Construindo competências



O objetivo agora não é só passar conteúdos, mas preparar — todos — para a vida na sociedade moderna


PERRENOUD, Philippe. Construindo competências. Nova Escola, São Paulo, n. 135, set. 2000. Entrevista concedida a Paola Gentile e Roberta Bencini. brasil


Desenvolver competências nos alunos é a palavra de ordem da educação moderna. Para formar pessoas preparadas para a nova realidade social e do trabalho, o professor eiro enfrenta o desafio de mudar sua postura frente à classe, ceder tempo de aula para atividades que integrem diversas disciplinas e estar disposto a aprender com a turma.
De nada adianta, porém, exigir mudança do docente se a escola não diminuir o peso dos conteúdos disciplinares e a sociedade não se empenhar em definir quais competências quer que seus estudantes desenvolvam. É isso que defende o sociólogo suíço Philippe Perrenoud, doutor em Sociologia e Antropologia, professor da Universidade de Genebra e especialista em práticas pedagógicas e instituições de ensino. Autor do livro Dez Novas Competências para Ensinar, ele concedeu por e-mail a seguinte entrevista exclusiva.

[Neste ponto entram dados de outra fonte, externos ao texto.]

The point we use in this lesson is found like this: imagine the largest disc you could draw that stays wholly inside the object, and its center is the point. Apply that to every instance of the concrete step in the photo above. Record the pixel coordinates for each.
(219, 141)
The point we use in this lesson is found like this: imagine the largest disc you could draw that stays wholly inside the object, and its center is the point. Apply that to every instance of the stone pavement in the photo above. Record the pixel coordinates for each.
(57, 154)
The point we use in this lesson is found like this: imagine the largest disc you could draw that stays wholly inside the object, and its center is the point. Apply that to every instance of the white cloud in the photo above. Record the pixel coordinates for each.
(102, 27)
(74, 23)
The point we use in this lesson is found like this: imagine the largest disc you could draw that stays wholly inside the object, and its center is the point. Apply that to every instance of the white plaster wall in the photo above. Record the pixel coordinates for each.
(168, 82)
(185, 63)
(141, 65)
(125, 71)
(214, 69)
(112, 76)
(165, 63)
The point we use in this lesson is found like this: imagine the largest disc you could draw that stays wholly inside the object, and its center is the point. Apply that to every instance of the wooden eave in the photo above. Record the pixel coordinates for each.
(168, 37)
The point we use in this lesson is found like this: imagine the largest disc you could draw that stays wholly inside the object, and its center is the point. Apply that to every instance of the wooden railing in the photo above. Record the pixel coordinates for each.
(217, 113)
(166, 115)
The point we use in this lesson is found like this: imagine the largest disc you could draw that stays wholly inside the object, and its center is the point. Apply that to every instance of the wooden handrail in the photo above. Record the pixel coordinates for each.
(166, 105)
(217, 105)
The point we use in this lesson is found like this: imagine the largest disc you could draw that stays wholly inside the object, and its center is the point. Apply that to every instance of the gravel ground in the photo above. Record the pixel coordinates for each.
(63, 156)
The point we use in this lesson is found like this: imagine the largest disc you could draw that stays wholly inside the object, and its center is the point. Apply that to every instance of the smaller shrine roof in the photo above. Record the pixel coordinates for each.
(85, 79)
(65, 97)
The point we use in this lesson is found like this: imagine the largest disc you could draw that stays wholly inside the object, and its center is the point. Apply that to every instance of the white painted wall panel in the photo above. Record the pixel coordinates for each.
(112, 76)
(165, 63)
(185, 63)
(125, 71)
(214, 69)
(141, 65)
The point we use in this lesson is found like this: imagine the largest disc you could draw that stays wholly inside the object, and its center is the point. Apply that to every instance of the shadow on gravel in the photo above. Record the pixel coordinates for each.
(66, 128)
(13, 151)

NOVA ESCOLA> De onde vem a ideia de competência na educação?
Philippe Perrenoud < A abordagem por competências é uma maneira de levar a sério um problema antigo, o de transferir conhecimentos. Em geral, a escola se preocupa mais com ingredientes de certas competências e menos em colocá-las em sinergia nas situações complexas. Durante a escolaridade básica, aprende-se a ler, escrever, contar, mas também a raciocinar, explicar, resumir, observar, comparar, desenhar e dúzias de outras capacidades gerais. Assimilam-se conhecimentos disciplinares, como Matemática, História, Ciências, Geografia etc. Mas a escola não tem a preocupação de ligar esses recursos a situações da vida. Quando se pergunta por que se ensina isso ou aquilo, a justificativa é geralmente baseada nas exigências da seqüência do curso: ensina-se a contar para resolver problemas; aprende-se gramática para redigir um texto. Quando se faz referência à vida, apresenta-se um lado muito global: aprende-se para se tornar um cidadão, para se virar na vida, ter um bom trabalho, cuidar da saúde. A transferência e a mobilização das capacidades e dos conhecimentos não caem do céu. É preciso trabalhá-las e treiná-las, e isso exige tempo, etapas didáticas e situações apropriadas, que hoje não existem.

NE> Ou seja, a escola não prepara o aluno para usar o conhecimento no seu dia-a-dia?
Perrenoud< Exatamente. Os alunos acumulam saberes, passam nos exames, mas não conseguem mobilizar o que aprenderam em situações reais, no trabalho e fora dele (em família, na cidade, no lazer etc.). Isso é grave para aqueles que freqüentam aulas somente por alguns anos. A escola básica não deve ser uma preparação para estudos longos. Deve-se enxergá-la como uma preparação de todos para a vida. Formulando-se mais explicitamente os objetivos da formação em termos de competências, lutamos abertamente contra a tentação da escola de ensinar por ensinar, de marginalizar as referências às situações da vida e de não reservar tempo para treinar a mobilização dos saberes para situações complexas.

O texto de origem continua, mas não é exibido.